I am reporting on the Consumer Electronics Show 2011 which is currently running in Las Vegas. This year, the show is focused around the connected home and lifestyle and I am intending to run the report as a series due to the many trends occurring at this show.
Mobile Handsets and tablets
Most of the activity this year is centred around the smartphone and the tablet-based multifunction internet device (a.k.a. a tablet computer or “fondle-pad”). Here, the main operating system of choice is Google Android. There are two major versions being promoted at this show – Version 2.3 for the smartphones (and other devices) and Version 3.0 for the tablet devices.
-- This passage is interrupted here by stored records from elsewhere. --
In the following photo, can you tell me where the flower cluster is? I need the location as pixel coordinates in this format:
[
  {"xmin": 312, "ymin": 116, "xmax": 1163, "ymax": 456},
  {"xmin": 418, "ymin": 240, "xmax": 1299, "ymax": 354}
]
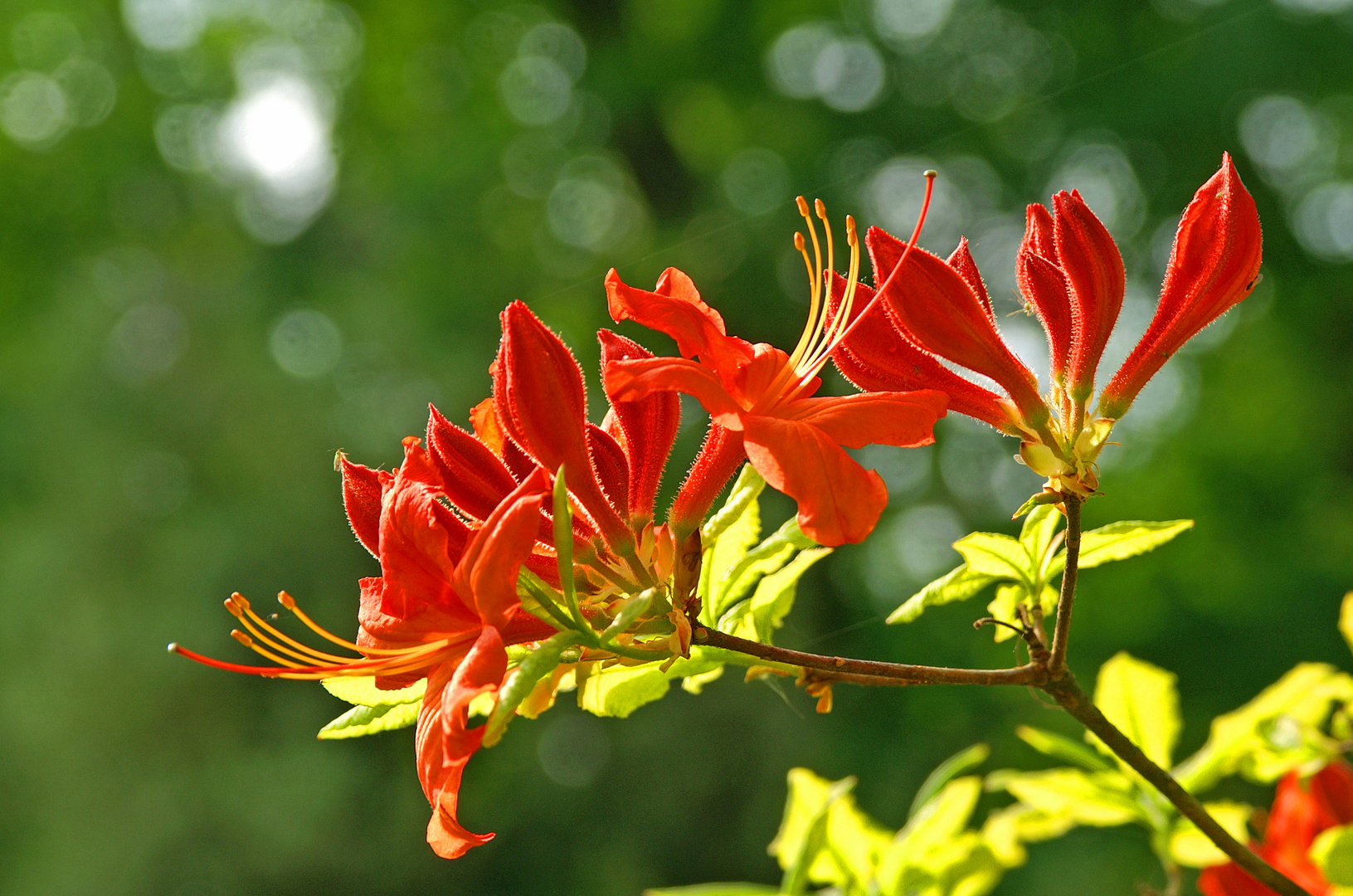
[
  {"xmin": 171, "ymin": 153, "xmax": 1259, "ymax": 858},
  {"xmin": 830, "ymin": 156, "xmax": 1261, "ymax": 509}
]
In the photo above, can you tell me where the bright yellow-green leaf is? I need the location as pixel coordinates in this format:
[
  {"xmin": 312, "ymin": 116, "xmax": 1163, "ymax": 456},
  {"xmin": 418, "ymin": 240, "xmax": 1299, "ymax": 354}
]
[
  {"xmin": 1170, "ymin": 801, "xmax": 1254, "ymax": 868},
  {"xmin": 577, "ymin": 647, "xmax": 720, "ymax": 718},
  {"xmin": 982, "ymin": 806, "xmax": 1078, "ymax": 868},
  {"xmin": 643, "ymin": 884, "xmax": 779, "ymax": 896},
  {"xmin": 319, "ymin": 703, "xmax": 422, "ymax": 740},
  {"xmin": 483, "ymin": 632, "xmax": 582, "ymax": 747},
  {"xmin": 954, "ymin": 532, "xmax": 1036, "ymax": 589},
  {"xmin": 321, "ymin": 675, "xmax": 427, "ymax": 707},
  {"xmin": 718, "ymin": 548, "xmax": 832, "ymax": 645},
  {"xmin": 1175, "ymin": 663, "xmax": 1353, "ymax": 791},
  {"xmin": 1015, "ymin": 725, "xmax": 1113, "ymax": 772},
  {"xmin": 888, "ymin": 563, "xmax": 997, "ymax": 626},
  {"xmin": 1019, "ymin": 505, "xmax": 1062, "ymax": 579},
  {"xmin": 767, "ymin": 769, "xmax": 890, "ymax": 894},
  {"xmin": 1085, "ymin": 651, "xmax": 1180, "ymax": 769},
  {"xmin": 986, "ymin": 769, "xmax": 1145, "ymax": 827},
  {"xmin": 1047, "ymin": 519, "xmax": 1194, "ymax": 577},
  {"xmin": 1311, "ymin": 825, "xmax": 1353, "ymax": 887}
]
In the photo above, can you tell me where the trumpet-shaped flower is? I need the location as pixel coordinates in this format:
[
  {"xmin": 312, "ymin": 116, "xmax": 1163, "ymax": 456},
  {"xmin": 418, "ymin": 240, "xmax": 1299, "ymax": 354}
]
[
  {"xmin": 171, "ymin": 439, "xmax": 555, "ymax": 858},
  {"xmin": 605, "ymin": 199, "xmax": 946, "ymax": 545},
  {"xmin": 830, "ymin": 156, "xmax": 1261, "ymax": 502}
]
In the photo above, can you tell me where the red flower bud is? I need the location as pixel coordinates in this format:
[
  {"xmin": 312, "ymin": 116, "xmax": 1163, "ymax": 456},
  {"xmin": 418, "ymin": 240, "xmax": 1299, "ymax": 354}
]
[
  {"xmin": 1053, "ymin": 189, "xmax": 1124, "ymax": 401},
  {"xmin": 494, "ymin": 302, "xmax": 633, "ymax": 553},
  {"xmin": 338, "ymin": 452, "xmax": 391, "ymax": 558},
  {"xmin": 1015, "ymin": 203, "xmax": 1072, "ymax": 383},
  {"xmin": 1100, "ymin": 153, "xmax": 1263, "ymax": 420}
]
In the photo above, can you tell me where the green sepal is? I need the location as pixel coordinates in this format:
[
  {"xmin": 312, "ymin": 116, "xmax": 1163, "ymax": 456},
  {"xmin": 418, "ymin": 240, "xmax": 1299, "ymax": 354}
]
[
  {"xmin": 483, "ymin": 632, "xmax": 582, "ymax": 747},
  {"xmin": 907, "ymin": 743, "xmax": 992, "ymax": 821},
  {"xmin": 318, "ymin": 703, "xmax": 422, "ymax": 740},
  {"xmin": 1015, "ymin": 725, "xmax": 1113, "ymax": 772},
  {"xmin": 888, "ymin": 563, "xmax": 997, "ymax": 626},
  {"xmin": 319, "ymin": 675, "xmax": 427, "ymax": 707}
]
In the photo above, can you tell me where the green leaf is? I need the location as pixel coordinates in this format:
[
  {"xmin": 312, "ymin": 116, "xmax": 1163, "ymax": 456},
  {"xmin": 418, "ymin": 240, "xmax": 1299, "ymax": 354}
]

This is also augmented by the fact that the US mobile-phone carriers are rolling out 4G wireless-broadband networks. These are either based on LTE technology or WiMAX technology and offer greater bandwidth than the current 3G technology used to serve the typical smartphone user with Facebook data. This leads to quicker content loading for the phone and access to IP-based multimedia.
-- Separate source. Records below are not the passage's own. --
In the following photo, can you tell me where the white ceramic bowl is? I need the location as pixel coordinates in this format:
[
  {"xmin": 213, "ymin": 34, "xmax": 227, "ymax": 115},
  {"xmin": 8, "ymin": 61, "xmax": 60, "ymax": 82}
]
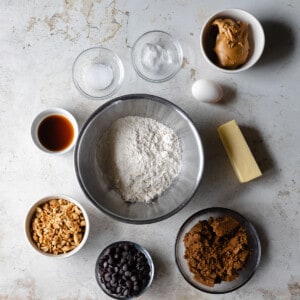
[
  {"xmin": 200, "ymin": 9, "xmax": 265, "ymax": 74},
  {"xmin": 25, "ymin": 194, "xmax": 90, "ymax": 259},
  {"xmin": 31, "ymin": 107, "xmax": 79, "ymax": 154},
  {"xmin": 72, "ymin": 47, "xmax": 124, "ymax": 100}
]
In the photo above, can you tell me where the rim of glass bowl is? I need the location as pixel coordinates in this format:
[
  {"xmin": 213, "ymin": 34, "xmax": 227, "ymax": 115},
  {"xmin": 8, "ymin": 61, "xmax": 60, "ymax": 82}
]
[
  {"xmin": 131, "ymin": 30, "xmax": 183, "ymax": 83},
  {"xmin": 95, "ymin": 240, "xmax": 155, "ymax": 300},
  {"xmin": 74, "ymin": 94, "xmax": 205, "ymax": 224}
]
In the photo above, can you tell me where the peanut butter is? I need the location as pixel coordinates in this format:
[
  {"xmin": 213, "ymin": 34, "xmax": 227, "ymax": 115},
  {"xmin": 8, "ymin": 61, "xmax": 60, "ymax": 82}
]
[{"xmin": 212, "ymin": 19, "xmax": 249, "ymax": 69}]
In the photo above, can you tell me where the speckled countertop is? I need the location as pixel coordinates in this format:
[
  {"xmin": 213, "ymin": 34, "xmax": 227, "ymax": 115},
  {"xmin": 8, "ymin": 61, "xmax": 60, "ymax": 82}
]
[{"xmin": 0, "ymin": 0, "xmax": 300, "ymax": 300}]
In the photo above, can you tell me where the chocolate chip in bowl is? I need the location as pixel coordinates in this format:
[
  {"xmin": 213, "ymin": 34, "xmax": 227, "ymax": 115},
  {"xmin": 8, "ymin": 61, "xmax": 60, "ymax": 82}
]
[
  {"xmin": 175, "ymin": 207, "xmax": 261, "ymax": 294},
  {"xmin": 95, "ymin": 241, "xmax": 154, "ymax": 299},
  {"xmin": 25, "ymin": 195, "xmax": 90, "ymax": 258}
]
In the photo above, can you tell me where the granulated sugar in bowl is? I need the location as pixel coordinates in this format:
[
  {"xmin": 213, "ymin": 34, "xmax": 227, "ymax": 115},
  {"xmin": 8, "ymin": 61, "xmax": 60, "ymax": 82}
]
[{"xmin": 75, "ymin": 94, "xmax": 204, "ymax": 224}]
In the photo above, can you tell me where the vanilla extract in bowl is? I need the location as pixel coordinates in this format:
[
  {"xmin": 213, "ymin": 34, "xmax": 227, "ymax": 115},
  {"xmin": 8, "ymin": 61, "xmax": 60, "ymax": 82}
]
[{"xmin": 38, "ymin": 115, "xmax": 74, "ymax": 151}]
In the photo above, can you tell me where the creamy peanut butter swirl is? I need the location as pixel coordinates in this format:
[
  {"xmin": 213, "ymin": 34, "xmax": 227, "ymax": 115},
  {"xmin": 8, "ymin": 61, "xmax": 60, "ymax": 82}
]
[{"xmin": 212, "ymin": 18, "xmax": 249, "ymax": 69}]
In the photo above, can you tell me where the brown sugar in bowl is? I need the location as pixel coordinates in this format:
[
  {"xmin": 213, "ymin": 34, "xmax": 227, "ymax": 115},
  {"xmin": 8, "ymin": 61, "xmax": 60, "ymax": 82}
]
[{"xmin": 175, "ymin": 207, "xmax": 261, "ymax": 294}]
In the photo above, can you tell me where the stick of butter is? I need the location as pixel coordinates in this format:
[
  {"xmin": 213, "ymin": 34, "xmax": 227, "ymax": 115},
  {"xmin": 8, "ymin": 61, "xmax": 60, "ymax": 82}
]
[{"xmin": 218, "ymin": 120, "xmax": 262, "ymax": 182}]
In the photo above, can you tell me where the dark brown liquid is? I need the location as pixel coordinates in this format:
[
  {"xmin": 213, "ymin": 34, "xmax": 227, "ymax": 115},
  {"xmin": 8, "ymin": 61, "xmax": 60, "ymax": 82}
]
[{"xmin": 38, "ymin": 115, "xmax": 74, "ymax": 151}]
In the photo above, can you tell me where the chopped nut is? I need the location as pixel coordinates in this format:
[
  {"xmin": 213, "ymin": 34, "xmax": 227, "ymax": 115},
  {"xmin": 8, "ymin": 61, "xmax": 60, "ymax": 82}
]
[{"xmin": 31, "ymin": 199, "xmax": 86, "ymax": 255}]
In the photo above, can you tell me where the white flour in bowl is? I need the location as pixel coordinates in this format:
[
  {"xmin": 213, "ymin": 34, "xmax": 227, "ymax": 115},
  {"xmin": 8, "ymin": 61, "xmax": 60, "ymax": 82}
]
[{"xmin": 98, "ymin": 116, "xmax": 181, "ymax": 202}]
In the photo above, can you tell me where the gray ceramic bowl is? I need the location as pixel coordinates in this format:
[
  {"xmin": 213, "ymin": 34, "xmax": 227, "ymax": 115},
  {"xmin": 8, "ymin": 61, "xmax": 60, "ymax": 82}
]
[
  {"xmin": 74, "ymin": 94, "xmax": 204, "ymax": 224},
  {"xmin": 175, "ymin": 207, "xmax": 261, "ymax": 294}
]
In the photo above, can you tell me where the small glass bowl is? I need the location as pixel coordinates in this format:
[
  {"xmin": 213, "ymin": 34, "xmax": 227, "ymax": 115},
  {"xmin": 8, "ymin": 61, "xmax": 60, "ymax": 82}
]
[
  {"xmin": 72, "ymin": 47, "xmax": 124, "ymax": 100},
  {"xmin": 175, "ymin": 207, "xmax": 261, "ymax": 294},
  {"xmin": 131, "ymin": 31, "xmax": 183, "ymax": 83},
  {"xmin": 95, "ymin": 241, "xmax": 154, "ymax": 300}
]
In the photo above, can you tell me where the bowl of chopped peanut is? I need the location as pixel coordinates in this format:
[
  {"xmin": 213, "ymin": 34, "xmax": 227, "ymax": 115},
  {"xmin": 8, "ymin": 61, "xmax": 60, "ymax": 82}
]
[{"xmin": 25, "ymin": 195, "xmax": 90, "ymax": 258}]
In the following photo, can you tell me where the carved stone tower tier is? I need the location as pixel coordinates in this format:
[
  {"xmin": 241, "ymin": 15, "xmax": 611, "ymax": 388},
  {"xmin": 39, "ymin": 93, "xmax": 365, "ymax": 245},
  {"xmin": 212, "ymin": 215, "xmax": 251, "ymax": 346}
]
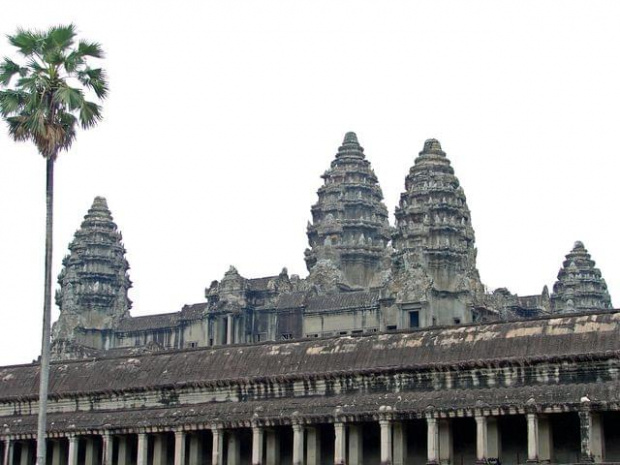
[
  {"xmin": 54, "ymin": 197, "xmax": 131, "ymax": 347},
  {"xmin": 392, "ymin": 139, "xmax": 483, "ymax": 324},
  {"xmin": 551, "ymin": 241, "xmax": 613, "ymax": 313},
  {"xmin": 306, "ymin": 132, "xmax": 390, "ymax": 289}
]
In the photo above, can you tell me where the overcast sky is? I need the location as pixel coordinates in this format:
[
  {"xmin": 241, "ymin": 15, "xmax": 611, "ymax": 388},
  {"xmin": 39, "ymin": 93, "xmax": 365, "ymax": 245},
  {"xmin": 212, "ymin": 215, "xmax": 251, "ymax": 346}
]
[{"xmin": 0, "ymin": 0, "xmax": 620, "ymax": 364}]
Infact the “big call” that is being run by these carriers when promoting their devices is the “4G Android smartphone” as being the preferred device to start a mobile service contract on. This is more noticeable with Sprint who are using the “4G Android Smartphone” in their graphics for their online ads.
The Android handsets are coming thick and fast, especially from Samsung, HTC (Evo Shift 4G / Thunderbolt 4G) and Motorola (Cliq 2). The Motorola is also intended to support “call-via-WiFi” so as to offload call traffic via Wi-Fi networks including T-Mobile’s hotspots. This is achieved through the use of the “Kineto” app.
The HTC Evo Shift and Thunderbolt phones are also known to implement a slider design similar to some Nokia phones and use this design to expose a hard keyboard for text entry.
Samsung are going “tit for tat” with Apple by issuing an Android smartphone, MID or tablet device in response to Apple releasing an iOS device. Their answer to the iPod Touch was a Galaxy Player which is Android powered and uses a Super Clear LCD for its display.
Sony have also come up with the Sony Ericsson Xperia Arc mobile phone which has a display and experience as good is the iPhone 4 – the phone to be “seen” with.
As far as phones go, there hasn’t been any Windows Phone 7 action through this CES, but there have been some general innovations happening. One is to design a multi-core processor for handsets, tablets and similar devices. This design would have to be focused around power conservation in order to gain longer battery runtime for these devices. This has manifested in three “dual-core” smartphones being released by Motorola.
Similarly, there have been 40-80 of the tablet computer models being launched. This number may not account for different memory sizes for particular models or whether some models will come with wireless broadband or not. This is also the time that Google are putting the “Honeycomb” version of the Android operating system on the map. This version, Android 3.0, is optimised for the tablet user interface and uses more impressive user interfaces than what was used for Android 2.x in the tablet context. It therefore now sets the cat amongst the pigeons when it comes to a showdown concerning the iPad versus the Android 3.0 tablets.